ブラックロック・ジャパンは2025年9月10日、東京証券取引所において新規上場した 「iシェアーズ AI グローバル・イノベーション アクティブETF(愛称:ベストAI)」(銘柄コード:408A) の発表会を開催した。ベストAIは、全世界のテクノロジー系企業から厳選した40銘柄前後に集中投資する東証上場初のグローバル株アクティブETF。
→「アクティブ運用型ETFとは?」(投信まるごとQ&A)
講演に登壇したファンドマネージャー、トニー・キム氏は、AIをめぐる投資機会と産業構造の変化、そして日本市場の重要性について語った。
「インテリジェンス革命」という質的転換
キム氏はまず、AIを「PC、インターネット、モバイル、クラウドに続く基盤技術」と位置づけた。従来の効率化を主眼とした技術革新とは異なり、AIは「機械に知能そのものを付与する」という質的な転換点であり、社会、生活、労働、ソフトウェア全般に深甚な影響を与えると指摘した。
その上で、AI時代における新しい価値の尺度を「インテリジェンストークン」と表現。20世紀における「電力」「石油」「金」に匹敵する生産性指標になると強調した。
投資資金の急拡大と「AIファクトリー」
現在のAIブームは始まってから約2年半。キム氏によれば、2025年の1年間だけで約0.5兆ドルがAI関連に投資されており、数年以内には「年間1兆ドル超」、世界GDPの1%規模に拡大する見込みだという。
その資金は、計算資源・半導体・ロボティクス・エネルギーといった「AIファクトリー」構築に向けられる。特にチップ、ロボティクス、電力供給の融合が今後の成長のカギになるとした。
投資環境の急変とアクティブ運用の必要性
AIの進展スピードについては「1カ月が1年に相当するほど」と表現。既存の安全銘柄が相対的にリスク資産化する可能性がある一方、新興企業の台頭が加速するとも語った。こうした高速の環境変化に対応するためには「アクティブ運用こそ有効」と強調した。
日本市場の強みと「革新回帰」
ベストAIを東京市場に上場した理由について、キム氏は「半導体、ロボティクス、精密機器、原子力・電力といった領域に日本は歴史的な強みを持つ」と説明。
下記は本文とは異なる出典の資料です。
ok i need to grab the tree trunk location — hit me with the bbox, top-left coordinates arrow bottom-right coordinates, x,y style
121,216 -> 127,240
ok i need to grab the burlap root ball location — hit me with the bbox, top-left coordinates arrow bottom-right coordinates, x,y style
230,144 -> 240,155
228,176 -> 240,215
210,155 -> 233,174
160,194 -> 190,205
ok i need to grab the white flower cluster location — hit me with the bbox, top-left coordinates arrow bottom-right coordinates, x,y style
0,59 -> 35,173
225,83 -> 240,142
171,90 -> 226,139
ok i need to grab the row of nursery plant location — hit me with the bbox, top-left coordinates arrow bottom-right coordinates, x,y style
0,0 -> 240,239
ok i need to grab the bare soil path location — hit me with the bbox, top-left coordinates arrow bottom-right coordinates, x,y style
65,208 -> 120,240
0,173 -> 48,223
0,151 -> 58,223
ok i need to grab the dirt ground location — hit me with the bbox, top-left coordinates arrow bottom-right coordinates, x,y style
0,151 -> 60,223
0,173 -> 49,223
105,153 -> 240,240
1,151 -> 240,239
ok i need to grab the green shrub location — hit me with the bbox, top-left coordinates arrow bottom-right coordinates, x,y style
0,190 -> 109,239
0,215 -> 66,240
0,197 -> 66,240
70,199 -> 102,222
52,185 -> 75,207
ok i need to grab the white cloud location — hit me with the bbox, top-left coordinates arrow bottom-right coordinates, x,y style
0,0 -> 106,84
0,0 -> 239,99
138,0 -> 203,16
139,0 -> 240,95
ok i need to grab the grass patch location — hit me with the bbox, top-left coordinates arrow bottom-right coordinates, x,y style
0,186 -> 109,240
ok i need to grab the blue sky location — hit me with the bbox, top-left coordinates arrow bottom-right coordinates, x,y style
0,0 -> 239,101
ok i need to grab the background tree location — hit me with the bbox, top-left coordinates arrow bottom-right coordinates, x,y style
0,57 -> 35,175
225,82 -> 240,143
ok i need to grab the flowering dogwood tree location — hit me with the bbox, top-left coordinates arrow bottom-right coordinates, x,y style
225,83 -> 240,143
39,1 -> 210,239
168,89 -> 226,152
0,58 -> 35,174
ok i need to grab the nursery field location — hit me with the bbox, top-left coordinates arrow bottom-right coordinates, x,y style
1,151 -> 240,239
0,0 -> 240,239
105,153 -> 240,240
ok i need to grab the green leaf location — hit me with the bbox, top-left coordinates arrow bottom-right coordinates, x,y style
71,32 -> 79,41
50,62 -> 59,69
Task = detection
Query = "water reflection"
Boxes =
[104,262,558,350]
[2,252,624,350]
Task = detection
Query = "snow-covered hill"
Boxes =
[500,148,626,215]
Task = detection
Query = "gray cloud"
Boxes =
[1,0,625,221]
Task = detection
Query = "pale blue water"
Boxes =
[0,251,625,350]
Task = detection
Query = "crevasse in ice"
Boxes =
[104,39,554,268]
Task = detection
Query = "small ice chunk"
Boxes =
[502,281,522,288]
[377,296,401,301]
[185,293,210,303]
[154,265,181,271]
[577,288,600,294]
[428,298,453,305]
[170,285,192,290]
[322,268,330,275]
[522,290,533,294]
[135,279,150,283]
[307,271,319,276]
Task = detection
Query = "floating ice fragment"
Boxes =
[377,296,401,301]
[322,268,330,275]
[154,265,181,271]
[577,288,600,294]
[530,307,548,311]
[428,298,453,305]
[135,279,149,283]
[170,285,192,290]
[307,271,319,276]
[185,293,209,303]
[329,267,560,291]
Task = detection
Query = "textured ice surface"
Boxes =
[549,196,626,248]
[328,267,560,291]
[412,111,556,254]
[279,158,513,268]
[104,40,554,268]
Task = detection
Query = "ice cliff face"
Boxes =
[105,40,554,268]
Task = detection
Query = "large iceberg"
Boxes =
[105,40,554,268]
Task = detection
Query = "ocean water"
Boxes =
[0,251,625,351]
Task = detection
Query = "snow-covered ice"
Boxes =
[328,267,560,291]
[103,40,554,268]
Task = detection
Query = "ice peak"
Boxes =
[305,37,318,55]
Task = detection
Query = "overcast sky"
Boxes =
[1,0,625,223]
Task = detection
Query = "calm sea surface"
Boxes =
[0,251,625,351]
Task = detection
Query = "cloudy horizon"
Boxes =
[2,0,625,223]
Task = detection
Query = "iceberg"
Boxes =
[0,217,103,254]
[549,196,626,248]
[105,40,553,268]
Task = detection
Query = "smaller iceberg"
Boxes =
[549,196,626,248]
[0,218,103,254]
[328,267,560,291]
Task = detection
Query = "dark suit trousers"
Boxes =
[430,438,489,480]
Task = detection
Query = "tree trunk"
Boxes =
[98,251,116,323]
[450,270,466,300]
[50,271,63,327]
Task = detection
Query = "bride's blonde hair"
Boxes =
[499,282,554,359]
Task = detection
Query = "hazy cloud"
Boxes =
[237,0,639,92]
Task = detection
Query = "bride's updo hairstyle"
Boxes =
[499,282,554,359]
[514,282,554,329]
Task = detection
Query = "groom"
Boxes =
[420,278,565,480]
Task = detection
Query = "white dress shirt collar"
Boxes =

1980年代の日本のイノベーションを引き合いに出し、今回の上場を「革新回帰の象徴」と位置づけた。
ベストAIの狙いと運用方針
新ETFの目的は、日本の投資家にAI関連の巨大な成長機会へのアクセスを提供することだ。ポートフォリオはアクティブ運用により随時見直され、半導体、ロボティクス、エネルギーといったコア領域を中心に構成される。
ただし、AGI(汎用人工知能)やASI(超知能)の不確実性、サプライチェーンの制約、過熱気味のバリュエーションなどリスク要因も指摘。投資家は十分な理解をもって参加する必要があると釘を刺した。
「AIの未来」を語る白熱の対談
キム氏の基調講演に続いて、「AIの未来」と題したパネルディスカッションが行われた。登壇したのは、キム氏に加えて、アドバンテスト代表取締役兼社長の津久井幸一氏、Sakana AI共同創業者兼CEOのデビッド・ハ氏、そして自由民主党衆議院議員の小林史明氏。
半導体テスト技術の最前線、生成AI研究の革新、日本の政策と社会実装——それぞれの視点からAIの可能性と課題が語られ、投資家だけでなく産業界・政策立案者を巻き込んだ未来展望が披露された。多様な立場からの議論は、日本がAI時代にどのような役割を果たすかを浮き彫りにするものとなり、会場は熱気に包まれた。